Everybody has bad days… You know, those days when the bastardos have carborundum-ed you. Maybe it involves your boss, a co-worker, or perhaps the barista-in-training when you just want a &#^!% cup of coffee. You get the point. I had such a day and decided that it was time to find a book that can inject a bit of humor in my life. It seemed humor was badly needed. After all, if you can’t laugh at life (or some of the people in it) then what’s the point? I ended up following a recommendation on Amazon for entertaining authors and started reading Basket Case by Carl Hiaasen.
The story involves a former investigative newspaper reporter named Jack Tagger. Jack was relegated to the obituary department following an insulting outburst aimed at the new owner of his small Florida newspaper. Jack’s only creative liberty is writing articles for the more high-profile deaths in the county. As Jack sulks and dreams of his former glory, an ex-hairband rocker named Jimmy Stoma turns up dead in a drowning accident. Jack interviews the widow and soon becomes convinced that Jimmy’s death was not accident. The widow seems more concerned about her upcoming record then with her husband’s passing. Jack tries to convince Emma, his 27 year-old editor, about his feelings about Jimmy’s death but soon finds himself having feelings for her as well. Emma needs a story for the paper, but Jack needs more time. Jack soon finds himself in the middle of a murder mystery, an unplanned love affair and some real danger. Will Jack find the truth behind the death of Jimmy Stoma? Will his romantic interest end his career? Is it too late to win back his role as an investigative reporter? Will the Cubs ever win the world series?

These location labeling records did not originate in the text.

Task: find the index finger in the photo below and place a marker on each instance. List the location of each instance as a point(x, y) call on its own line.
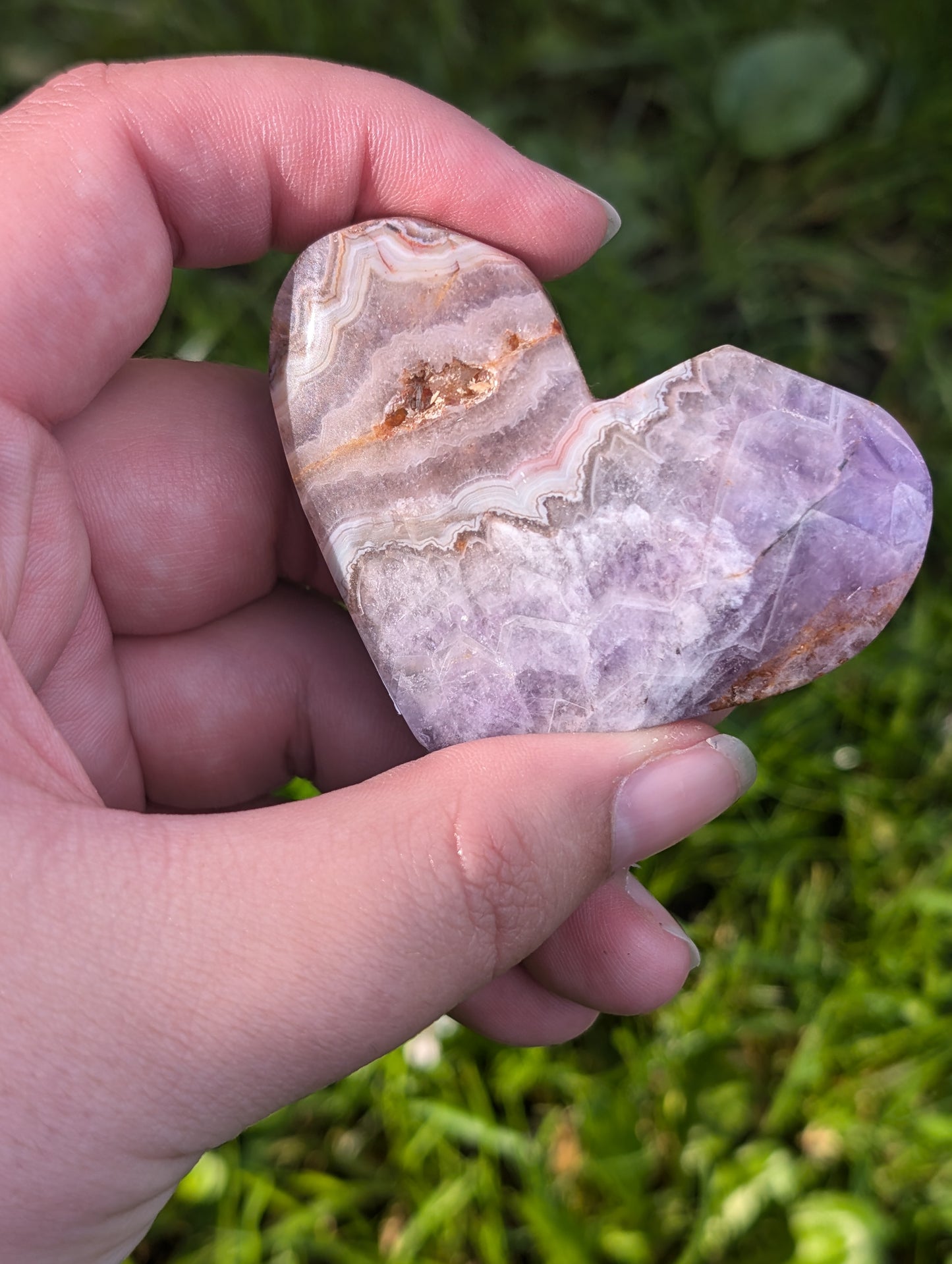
point(113, 175)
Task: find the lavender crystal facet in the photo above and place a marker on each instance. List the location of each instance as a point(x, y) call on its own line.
point(521, 558)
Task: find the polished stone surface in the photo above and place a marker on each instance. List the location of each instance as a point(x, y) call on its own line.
point(521, 558)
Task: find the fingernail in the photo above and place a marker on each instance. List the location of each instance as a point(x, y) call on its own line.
point(645, 900)
point(613, 220)
point(664, 800)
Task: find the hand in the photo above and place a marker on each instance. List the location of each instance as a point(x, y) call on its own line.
point(173, 970)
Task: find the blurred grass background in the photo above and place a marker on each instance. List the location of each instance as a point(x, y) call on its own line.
point(784, 180)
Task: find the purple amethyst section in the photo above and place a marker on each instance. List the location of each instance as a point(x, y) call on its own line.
point(520, 558)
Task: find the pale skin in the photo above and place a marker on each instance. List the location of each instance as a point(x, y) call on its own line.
point(175, 968)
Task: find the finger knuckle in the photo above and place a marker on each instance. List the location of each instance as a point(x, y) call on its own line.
point(493, 861)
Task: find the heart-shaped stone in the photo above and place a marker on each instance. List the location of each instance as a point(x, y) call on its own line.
point(521, 558)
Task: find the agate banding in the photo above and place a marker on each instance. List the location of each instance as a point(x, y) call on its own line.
point(521, 558)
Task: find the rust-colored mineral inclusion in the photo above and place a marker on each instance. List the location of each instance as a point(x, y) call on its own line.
point(521, 558)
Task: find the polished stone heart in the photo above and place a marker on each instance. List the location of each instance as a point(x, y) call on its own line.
point(520, 558)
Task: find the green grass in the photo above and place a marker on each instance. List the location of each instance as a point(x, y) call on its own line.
point(795, 1105)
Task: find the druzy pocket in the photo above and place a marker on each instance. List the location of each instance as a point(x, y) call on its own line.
point(521, 558)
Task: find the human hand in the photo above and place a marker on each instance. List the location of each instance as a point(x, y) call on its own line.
point(173, 970)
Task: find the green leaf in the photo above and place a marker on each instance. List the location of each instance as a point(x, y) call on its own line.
point(788, 92)
point(837, 1229)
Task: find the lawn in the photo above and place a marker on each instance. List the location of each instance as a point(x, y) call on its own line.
point(784, 177)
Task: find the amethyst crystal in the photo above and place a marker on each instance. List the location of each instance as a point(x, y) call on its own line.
point(522, 558)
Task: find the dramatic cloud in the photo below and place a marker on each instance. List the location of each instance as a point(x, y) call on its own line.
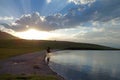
point(6, 18)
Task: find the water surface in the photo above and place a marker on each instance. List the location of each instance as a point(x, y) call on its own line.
point(86, 65)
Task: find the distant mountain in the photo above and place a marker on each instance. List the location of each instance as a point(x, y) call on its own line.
point(4, 35)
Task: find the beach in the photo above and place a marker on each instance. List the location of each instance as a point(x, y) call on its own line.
point(27, 64)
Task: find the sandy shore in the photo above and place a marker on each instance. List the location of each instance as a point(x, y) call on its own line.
point(27, 64)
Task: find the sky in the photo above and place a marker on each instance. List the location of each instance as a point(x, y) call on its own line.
point(88, 21)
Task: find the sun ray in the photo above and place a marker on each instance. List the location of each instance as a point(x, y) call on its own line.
point(33, 34)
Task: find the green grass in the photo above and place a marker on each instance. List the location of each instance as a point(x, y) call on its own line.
point(22, 77)
point(10, 52)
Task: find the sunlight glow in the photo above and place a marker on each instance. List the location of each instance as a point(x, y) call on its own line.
point(33, 34)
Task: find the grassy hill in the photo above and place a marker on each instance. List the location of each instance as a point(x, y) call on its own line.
point(4, 35)
point(12, 46)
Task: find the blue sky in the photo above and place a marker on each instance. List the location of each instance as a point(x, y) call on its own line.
point(91, 21)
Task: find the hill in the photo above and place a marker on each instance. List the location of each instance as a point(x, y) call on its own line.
point(43, 44)
point(9, 41)
point(4, 35)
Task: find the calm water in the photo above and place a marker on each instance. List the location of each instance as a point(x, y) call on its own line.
point(86, 65)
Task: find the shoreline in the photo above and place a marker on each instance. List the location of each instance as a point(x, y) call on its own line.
point(28, 64)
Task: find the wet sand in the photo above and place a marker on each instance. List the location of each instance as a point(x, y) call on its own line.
point(27, 64)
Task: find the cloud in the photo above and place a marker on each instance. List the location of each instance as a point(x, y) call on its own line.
point(6, 18)
point(48, 1)
point(82, 1)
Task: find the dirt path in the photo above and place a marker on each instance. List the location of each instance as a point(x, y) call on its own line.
point(27, 64)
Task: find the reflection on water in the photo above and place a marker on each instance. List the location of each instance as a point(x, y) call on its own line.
point(87, 65)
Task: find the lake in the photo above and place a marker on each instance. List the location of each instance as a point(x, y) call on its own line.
point(86, 65)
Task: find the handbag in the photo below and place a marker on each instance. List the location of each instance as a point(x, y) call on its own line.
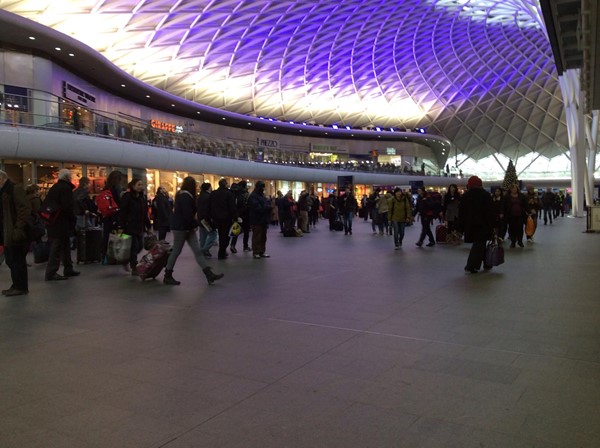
point(119, 247)
point(494, 253)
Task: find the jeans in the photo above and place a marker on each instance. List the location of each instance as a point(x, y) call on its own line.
point(259, 239)
point(347, 217)
point(60, 251)
point(515, 229)
point(162, 232)
point(180, 237)
point(223, 228)
point(426, 229)
point(15, 260)
point(548, 211)
point(303, 221)
point(137, 244)
point(476, 255)
point(383, 223)
point(398, 232)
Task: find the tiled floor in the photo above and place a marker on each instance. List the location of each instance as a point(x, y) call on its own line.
point(335, 341)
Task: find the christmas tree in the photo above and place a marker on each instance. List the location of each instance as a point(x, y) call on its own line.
point(510, 177)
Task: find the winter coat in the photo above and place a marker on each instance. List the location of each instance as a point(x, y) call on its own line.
point(15, 214)
point(221, 206)
point(133, 215)
point(184, 214)
point(476, 215)
point(202, 205)
point(347, 204)
point(508, 206)
point(61, 195)
point(163, 211)
point(400, 209)
point(451, 206)
point(383, 205)
point(259, 209)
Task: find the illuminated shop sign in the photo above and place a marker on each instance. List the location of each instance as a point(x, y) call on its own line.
point(267, 143)
point(314, 147)
point(169, 127)
point(78, 95)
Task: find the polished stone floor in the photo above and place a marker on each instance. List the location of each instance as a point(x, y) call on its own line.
point(335, 341)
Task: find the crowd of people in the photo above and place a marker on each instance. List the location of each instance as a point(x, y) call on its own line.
point(203, 218)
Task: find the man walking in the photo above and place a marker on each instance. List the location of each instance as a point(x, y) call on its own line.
point(60, 197)
point(476, 220)
point(14, 215)
point(259, 211)
point(222, 212)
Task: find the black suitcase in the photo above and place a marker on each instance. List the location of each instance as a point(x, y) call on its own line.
point(41, 252)
point(89, 245)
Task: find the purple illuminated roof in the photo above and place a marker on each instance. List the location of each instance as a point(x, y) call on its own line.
point(479, 72)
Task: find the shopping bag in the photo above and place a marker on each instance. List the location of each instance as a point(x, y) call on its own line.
point(119, 247)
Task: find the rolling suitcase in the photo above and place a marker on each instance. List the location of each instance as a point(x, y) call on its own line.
point(441, 234)
point(154, 261)
point(89, 245)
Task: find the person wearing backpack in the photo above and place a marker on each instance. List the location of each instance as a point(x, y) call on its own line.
point(60, 197)
point(108, 201)
point(133, 219)
point(400, 213)
point(184, 226)
point(425, 209)
point(14, 213)
point(241, 203)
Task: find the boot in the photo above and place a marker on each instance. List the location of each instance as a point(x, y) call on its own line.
point(169, 280)
point(211, 276)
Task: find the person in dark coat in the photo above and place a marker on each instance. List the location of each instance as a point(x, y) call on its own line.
point(222, 212)
point(206, 226)
point(259, 215)
point(347, 205)
point(476, 218)
point(515, 214)
point(162, 209)
point(114, 185)
point(14, 215)
point(133, 219)
point(426, 210)
point(184, 226)
point(60, 231)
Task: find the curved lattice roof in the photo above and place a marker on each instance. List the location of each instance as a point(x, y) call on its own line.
point(479, 72)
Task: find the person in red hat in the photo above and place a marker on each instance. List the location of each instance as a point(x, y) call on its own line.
point(476, 220)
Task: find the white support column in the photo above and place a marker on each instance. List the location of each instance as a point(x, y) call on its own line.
point(572, 96)
point(592, 138)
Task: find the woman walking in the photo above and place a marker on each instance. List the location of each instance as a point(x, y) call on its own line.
point(183, 227)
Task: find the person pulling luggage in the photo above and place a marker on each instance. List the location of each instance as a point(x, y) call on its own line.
point(183, 226)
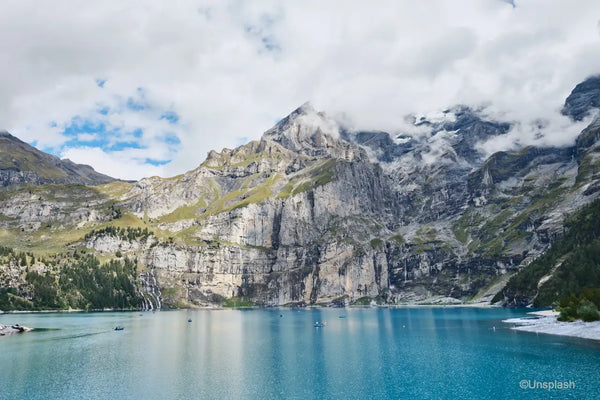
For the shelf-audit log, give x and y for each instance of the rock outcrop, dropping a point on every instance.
(313, 213)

The best part of this book is the humorous language that Carl uses to tell the simple but intriguing story. Carl delivers a bit of dry humor at every turn. Even serious moments seem to evaporate into head shaking laughter. The characters always seem to find themselves in some uncommon yet funny situations. At one point, Jack must use a frozen lizard as a weapon to fight off an intruder! The dialogue between characters is also a treat. Carl blends cliché with self-deprecating humor in a way that makes the characters come alive in their own special way. The book has a little bit of everything that one would expect from an entertaining novel that doesn’t take itself too seriously. It helped me not to take life (and the bastardos) too seriously either. I hope you enjoy it.